しばらくぶりに呑みましょう、と言って、友2人と約束をしていたのだけれど、彼女たちの
居場所に辿り着くのに、えらい時間がかかってしまった。
ことのはじまりは、打ち合わせが思いのほか、長引いてしまったこと。30分遅れで目的地
に到着。だけども、どこの店に入ったのかは知らない。連絡を取ろうと、電話することそ
れから1時間。2人の携帯に交互にかけども、一向にノーアンサー。そうこうするうちに、
小雨が降り出すわ、荷物重いわで、途方に暮れてまた30分。
やってらんねぇ。最寄りのコンビニで缶酎ハイを買い、路上でグイッと呑む。ちょうど、近
くで1人立ち飲みしているビジネスパーソンがいたので、一緒にグイグイ。
でも、ぬぐいきれないむなしい気持ち。私は一体、ここで何をやってるんだろう。
「あと、30分待って、連絡つかなければ帰ろう」
心して、携帯を再び握り、コールする。相変わらず、ノーアンサー。
いよいよむなしくなって、空を見上げたり、通行人を横目に己酔い。
その時、友からの着信。
「ごめんねぇぇぇ。話に夢中になっちゃってさぁ」
と笑いながら、謝る。後ろからもう一人のバカ笑いが聞こえる。
ようやく現場に辿り着けたその時、開口一番、「あんたら、何のために携帯持ってるね
ん」と私。
それに対して、明確な答えはナシ。とにかく笑いまくる2人。目尻に涙さえ浮かべている。

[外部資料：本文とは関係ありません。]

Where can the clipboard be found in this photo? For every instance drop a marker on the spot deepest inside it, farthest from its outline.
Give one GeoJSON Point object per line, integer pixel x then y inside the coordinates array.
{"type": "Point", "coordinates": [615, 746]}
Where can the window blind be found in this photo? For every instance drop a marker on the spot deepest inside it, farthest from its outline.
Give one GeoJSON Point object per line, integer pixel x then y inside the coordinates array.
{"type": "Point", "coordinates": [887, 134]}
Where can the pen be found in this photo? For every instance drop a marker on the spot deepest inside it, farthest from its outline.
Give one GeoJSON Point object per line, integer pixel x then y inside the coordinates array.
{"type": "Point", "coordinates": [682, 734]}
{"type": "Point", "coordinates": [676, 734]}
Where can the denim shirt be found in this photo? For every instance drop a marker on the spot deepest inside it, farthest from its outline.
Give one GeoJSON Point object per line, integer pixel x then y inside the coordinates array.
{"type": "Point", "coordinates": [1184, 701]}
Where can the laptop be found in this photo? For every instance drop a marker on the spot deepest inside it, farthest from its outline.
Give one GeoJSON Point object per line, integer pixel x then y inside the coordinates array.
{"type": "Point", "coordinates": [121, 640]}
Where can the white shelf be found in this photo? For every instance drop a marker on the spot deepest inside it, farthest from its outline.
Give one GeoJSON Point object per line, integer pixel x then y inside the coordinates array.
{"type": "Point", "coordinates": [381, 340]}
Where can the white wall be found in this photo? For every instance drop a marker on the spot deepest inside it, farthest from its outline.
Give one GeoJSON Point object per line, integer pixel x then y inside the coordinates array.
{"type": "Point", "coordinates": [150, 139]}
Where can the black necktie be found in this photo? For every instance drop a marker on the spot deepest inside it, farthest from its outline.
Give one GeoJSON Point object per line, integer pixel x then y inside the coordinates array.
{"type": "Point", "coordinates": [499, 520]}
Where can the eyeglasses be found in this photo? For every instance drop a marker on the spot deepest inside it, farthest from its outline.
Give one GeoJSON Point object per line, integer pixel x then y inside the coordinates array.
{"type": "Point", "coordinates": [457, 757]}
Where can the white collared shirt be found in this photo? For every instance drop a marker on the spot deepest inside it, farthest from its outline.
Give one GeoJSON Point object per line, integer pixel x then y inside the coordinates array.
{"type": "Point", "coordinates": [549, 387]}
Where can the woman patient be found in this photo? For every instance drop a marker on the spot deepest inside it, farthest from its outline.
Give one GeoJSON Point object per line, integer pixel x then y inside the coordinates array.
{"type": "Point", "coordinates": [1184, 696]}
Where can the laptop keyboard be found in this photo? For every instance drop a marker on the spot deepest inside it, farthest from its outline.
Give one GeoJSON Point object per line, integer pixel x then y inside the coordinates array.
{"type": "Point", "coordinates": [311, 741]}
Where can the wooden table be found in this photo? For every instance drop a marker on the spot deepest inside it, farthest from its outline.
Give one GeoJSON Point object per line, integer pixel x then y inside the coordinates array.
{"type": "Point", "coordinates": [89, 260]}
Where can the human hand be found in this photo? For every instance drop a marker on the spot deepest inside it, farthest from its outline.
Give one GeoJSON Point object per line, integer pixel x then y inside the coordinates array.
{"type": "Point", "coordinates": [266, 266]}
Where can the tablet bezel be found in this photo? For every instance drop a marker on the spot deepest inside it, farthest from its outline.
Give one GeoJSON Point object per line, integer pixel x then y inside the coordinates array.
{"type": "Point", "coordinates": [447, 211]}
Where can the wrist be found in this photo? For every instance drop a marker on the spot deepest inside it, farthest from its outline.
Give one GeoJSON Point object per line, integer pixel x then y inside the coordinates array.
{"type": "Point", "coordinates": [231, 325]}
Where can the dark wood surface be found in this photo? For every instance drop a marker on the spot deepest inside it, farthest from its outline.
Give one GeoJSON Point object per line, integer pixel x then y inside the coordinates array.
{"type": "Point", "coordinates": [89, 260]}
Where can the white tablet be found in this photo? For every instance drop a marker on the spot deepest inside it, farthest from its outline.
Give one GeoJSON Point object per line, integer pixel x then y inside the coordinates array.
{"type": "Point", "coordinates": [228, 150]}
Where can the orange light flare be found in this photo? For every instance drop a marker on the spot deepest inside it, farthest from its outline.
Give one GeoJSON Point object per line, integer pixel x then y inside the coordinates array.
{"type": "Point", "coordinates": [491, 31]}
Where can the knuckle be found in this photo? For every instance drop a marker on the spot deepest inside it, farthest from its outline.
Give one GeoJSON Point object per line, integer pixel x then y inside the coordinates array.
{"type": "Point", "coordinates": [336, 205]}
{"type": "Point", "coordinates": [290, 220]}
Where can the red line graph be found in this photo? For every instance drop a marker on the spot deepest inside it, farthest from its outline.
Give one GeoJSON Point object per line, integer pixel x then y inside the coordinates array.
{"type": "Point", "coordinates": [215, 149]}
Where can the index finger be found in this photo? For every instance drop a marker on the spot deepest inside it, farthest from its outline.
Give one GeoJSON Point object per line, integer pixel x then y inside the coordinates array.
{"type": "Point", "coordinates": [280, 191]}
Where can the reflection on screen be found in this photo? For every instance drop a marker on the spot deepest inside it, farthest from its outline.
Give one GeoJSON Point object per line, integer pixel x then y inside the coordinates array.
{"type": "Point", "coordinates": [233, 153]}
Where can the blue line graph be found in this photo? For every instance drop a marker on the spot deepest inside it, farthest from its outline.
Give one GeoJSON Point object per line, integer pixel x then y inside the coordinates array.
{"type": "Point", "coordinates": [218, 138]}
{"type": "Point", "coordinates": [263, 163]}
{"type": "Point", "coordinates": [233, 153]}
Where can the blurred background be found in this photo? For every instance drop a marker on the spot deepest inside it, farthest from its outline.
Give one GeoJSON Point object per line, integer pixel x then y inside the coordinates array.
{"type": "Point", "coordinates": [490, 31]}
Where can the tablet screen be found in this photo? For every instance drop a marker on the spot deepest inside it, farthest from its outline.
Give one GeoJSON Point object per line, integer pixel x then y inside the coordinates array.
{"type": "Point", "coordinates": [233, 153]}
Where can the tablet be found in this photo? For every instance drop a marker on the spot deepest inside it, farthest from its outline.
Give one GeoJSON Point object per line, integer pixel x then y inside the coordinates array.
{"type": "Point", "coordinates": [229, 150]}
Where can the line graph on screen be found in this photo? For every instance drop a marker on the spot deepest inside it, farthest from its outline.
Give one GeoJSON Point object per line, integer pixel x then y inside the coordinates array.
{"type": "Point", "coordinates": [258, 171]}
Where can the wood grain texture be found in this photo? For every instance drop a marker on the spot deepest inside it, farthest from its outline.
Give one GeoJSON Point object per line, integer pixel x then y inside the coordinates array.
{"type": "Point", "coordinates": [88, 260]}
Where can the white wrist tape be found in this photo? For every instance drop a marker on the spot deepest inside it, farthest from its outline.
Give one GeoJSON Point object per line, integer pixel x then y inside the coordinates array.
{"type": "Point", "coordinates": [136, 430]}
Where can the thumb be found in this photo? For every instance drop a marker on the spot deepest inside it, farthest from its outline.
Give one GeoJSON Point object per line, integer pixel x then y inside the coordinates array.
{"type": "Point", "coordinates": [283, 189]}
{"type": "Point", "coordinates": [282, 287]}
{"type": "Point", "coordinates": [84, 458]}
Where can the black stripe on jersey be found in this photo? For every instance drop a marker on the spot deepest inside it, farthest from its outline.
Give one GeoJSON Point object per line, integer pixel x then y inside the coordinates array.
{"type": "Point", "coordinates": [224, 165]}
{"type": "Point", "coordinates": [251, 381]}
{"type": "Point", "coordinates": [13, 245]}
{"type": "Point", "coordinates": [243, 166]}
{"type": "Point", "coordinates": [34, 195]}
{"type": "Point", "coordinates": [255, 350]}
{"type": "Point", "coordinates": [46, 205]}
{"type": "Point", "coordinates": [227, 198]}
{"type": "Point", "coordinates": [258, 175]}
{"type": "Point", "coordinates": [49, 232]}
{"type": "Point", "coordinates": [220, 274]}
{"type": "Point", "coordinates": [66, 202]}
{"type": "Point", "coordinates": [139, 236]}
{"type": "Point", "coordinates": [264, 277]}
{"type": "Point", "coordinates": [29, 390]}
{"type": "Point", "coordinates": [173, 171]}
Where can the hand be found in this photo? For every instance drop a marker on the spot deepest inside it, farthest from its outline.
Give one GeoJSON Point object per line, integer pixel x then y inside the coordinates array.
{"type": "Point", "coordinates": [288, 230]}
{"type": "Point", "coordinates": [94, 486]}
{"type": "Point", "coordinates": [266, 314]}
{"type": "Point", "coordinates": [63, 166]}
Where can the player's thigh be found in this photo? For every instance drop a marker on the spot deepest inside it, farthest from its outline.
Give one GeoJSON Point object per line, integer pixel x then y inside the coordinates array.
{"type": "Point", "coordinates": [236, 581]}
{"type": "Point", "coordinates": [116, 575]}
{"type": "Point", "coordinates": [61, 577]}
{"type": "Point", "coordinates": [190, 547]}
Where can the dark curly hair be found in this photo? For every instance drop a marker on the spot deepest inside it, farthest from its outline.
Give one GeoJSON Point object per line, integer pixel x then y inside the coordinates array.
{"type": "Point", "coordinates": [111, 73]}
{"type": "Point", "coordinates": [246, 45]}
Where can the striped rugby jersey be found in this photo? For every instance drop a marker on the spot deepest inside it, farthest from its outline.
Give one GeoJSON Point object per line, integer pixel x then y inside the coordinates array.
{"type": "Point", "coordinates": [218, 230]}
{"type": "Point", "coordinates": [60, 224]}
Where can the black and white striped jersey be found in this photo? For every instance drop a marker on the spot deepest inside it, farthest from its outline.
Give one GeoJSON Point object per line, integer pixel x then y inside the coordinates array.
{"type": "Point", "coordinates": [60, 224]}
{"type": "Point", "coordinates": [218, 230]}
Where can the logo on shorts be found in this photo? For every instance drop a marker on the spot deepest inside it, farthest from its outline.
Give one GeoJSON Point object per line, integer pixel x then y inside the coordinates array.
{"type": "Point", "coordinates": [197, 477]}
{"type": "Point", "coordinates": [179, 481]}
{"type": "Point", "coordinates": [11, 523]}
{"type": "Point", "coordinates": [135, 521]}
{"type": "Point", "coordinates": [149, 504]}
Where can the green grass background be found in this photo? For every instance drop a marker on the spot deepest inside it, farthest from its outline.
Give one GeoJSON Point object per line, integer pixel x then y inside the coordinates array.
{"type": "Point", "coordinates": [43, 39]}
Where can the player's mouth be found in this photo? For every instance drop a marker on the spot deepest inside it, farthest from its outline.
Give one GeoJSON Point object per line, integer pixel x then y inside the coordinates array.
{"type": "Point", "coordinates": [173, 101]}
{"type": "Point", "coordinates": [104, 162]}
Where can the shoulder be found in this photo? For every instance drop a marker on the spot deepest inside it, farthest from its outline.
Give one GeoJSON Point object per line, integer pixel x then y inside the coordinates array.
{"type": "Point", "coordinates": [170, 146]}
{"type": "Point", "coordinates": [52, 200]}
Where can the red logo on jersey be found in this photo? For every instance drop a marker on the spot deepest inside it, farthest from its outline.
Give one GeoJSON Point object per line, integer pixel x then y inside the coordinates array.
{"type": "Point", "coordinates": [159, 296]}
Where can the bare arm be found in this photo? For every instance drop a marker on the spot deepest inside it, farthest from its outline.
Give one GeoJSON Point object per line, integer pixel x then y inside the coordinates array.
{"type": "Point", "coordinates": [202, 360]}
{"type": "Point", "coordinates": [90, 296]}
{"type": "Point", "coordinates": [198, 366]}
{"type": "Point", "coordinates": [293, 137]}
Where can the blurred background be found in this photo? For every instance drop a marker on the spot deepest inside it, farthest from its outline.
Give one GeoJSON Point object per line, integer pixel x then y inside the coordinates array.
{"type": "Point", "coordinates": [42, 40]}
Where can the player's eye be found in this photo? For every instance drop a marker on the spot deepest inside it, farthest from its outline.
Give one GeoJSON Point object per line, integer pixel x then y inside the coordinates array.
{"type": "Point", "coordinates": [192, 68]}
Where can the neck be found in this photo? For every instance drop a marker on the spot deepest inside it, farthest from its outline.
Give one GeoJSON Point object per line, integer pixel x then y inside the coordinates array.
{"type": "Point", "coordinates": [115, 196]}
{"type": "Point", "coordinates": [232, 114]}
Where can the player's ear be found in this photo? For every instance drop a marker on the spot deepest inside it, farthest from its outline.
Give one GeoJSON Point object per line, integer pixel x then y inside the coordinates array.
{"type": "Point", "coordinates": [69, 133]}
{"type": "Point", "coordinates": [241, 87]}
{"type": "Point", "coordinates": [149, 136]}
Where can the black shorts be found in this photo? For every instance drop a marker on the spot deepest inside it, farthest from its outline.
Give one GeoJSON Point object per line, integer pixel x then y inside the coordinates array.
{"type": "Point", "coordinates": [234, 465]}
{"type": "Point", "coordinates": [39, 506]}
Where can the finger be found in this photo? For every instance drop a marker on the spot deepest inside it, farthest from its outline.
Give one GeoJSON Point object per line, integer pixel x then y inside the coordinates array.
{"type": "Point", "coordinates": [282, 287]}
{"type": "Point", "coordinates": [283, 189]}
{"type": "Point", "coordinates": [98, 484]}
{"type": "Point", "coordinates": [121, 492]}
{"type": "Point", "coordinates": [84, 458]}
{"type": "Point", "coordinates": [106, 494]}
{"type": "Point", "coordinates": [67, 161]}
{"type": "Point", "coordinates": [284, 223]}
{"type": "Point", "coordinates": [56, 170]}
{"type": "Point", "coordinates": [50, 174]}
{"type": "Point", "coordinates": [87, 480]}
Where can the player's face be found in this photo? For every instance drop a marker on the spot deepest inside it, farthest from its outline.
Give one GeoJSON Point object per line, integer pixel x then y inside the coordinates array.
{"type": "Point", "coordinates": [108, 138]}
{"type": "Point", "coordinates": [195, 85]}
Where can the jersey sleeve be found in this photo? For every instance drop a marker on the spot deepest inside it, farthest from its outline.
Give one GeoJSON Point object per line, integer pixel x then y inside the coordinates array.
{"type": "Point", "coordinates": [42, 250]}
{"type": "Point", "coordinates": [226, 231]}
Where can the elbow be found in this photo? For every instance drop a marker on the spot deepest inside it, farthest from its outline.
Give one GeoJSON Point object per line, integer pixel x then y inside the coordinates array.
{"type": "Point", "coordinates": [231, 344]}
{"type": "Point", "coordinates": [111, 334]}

見ると、2人共、携帯を入れたバッグをちゃんと椅子の背中に当てて置いているではない
の。そりゃ、遅れたけどさ。ねぇ、ねぇ、気づいてよ。あのさ、笑い過ぎやで。
2時間弱に渡る新種の放置プレイに、せつないカロリーを消費した。
それはそれは酔っぱらった夜でした。